That was taking Christian forgiveness too far. Unless he'd bought his ticket on eBay. The Palace press insisted it was in fact the King of Tonga in a frock coat (he could have a useful second career as a lookalike).

It was a diverse congregation, a little light on British ex-prime ministers perhaps. Dukes, princes, some kings, a few queens. Elton John. A generous smattering of mass murderers and criminals against humanity. But had security actually searched that Prince of Saudi Arabia? And those fellows from North Korea, Zimbabwe and Iran... They have very different wedding customs from us. Might they not mistake the crowd for pro-democracy demonstrators and open fire on them with concealed machine pistols? They – we – took the risk; it all came off very well.

For where were the pro-democracy demonstrators? They'd either been arrested earlier or cowed by this display of power by our otherwise silent majority.

There seemed to be a million people in The Mall and it felt like a million more in the feeder streets and parks. Screaming, hooting, whooping, whistling, chanting, cheering, waving their flags, holding up banners. Union flags, Prince of Wales flags, Burger King coronets.

Two military bands marched past the Queen Victoria memorial, troopers on prancing cavalry blacks bringing sharp tears to the eyes of every sentimental monarchist. Soon, the crowds walked quietly up The Mall. Trafalgar Square was full, Hyde Park was packed around the screens – and not a soul heckled when "if any man can show any just cause why they may not lawfully be joined together" was broadcast.

Inside the Abbey we had one of those state-occasion congregations. It's a glimpse of that other England so many assume has disappeared. Dukes in military uniform. Gold braid, medals and honours. And it all served up an argument the republicans are powerless to answer: would you really want Gordon Brown as head of state?

The service too, that was a powerful reminder of another world. The clergy talked about God as if he really existed – no one expected that. And the words of the service – love, fidelity, honour – private words said out loud in front of everyone you know plus another couple of billion round the world. It was transporting.

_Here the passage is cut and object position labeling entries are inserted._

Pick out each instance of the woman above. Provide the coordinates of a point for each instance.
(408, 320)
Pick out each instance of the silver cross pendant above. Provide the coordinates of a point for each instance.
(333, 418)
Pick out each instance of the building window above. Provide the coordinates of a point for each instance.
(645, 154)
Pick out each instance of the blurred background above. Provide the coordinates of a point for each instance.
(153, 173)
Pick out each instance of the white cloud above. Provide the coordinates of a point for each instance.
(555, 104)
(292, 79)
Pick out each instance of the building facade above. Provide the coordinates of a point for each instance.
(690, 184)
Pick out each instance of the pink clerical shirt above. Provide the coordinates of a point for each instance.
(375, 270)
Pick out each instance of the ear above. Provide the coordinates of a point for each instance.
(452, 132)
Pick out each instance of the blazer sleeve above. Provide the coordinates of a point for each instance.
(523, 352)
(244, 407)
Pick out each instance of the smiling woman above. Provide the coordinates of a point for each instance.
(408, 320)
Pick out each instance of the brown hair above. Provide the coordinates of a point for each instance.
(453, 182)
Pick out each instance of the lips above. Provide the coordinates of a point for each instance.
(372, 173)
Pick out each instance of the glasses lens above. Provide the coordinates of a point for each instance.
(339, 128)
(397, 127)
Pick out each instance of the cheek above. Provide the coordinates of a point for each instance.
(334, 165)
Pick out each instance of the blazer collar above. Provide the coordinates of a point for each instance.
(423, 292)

And then the Royal Family, in a sequence of vehicles that marked their position in the hierarchy, glid past. It started with the newlyweds in an open coach, followed by the Queen's Cinderella carriage then her heir – he had to have the coach with naked golden babies blowing trumpets on the roof, then the boat-sized Rolls Royces, then a saloon car, then some Wings Luxury Travel minibuses, then the Wings Executive Travel minibuses. Oo, that must have have stung.

"Kiss! Kiss! Kiss! Kiss! Cheer!" Damn! I missed it! (We're back outside the Palace again.) I made my way behind the statue of Charity to get a better view and missed it again. But the cheer was enough.

Lord, all it needed was – I don't know – Spitfires. And then there were Spitfires. Or a Spitfire, a Hurricane and a Lancaster bomber – a Battle of Britain fly-past coming in over Trafalgar Square, low down The Mall and thundering over the Palace. The young crowd cheered again. That finished me off.